Entergy expects to tap into the plant’s decommissioning trust fund to cover long-term fuel-management costs at the plant, and Vermont officials have objected to federal approval of that plan.
The estimated cost of decommissioning the plant is $1.2 billion.
Eventually, Entergy plans to seek recovery of the $145 million expenditure on the transfer of radioactive material by suing the U.S. Department of Energy for breaching its contract to provide a national repository for spent nuclear fuel. That means radioactive material will remain at the Yankee property for the long term, though current federal projections indicate the fuel could be removed by 2052.
There are shorter-term worries about Vermont Yankee’s spent fuel, as some have questioned the safety of the transfer process and have noted the proximity of Vernon Elementary School across the street from the plant. In the wake of Entergy’s announcement Wednesday, Wamser cited “very detailed procedures” for the transfer of nuclear fuel.

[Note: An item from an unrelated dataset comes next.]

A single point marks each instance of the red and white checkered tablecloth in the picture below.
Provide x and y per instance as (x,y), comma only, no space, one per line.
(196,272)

He said the dry casks have been rigorously tested and have received Nuclear Regulatory Commission approval, with “very specific training and qualifications” required for moving them. Even the job of welding the casks shut “is an extremely specialized skill with high inspection requirements,” Wamser said.
And, as Entergy’s schedule change seems to indicate, speed is not a part of the fuel-transfer process. Wamser said it takes about a week to complete one cask, and that includes the container’s short trip to the storage pad via a hulking, tracked vehicle nicknamed “Cletus.”
“Although a very large piece of equipment, it is slow as molasses,” Wamser said.
He declined to disclose any plans for heightened security during fuel transfer. But the plant’s security force remains in place post-shutdown, and Wamser said “the security is here to protect the fuel.”
“Regardless of whether the fuel is in the pool, in transit or on the pad, we have a very robust security posture at all times,” he said.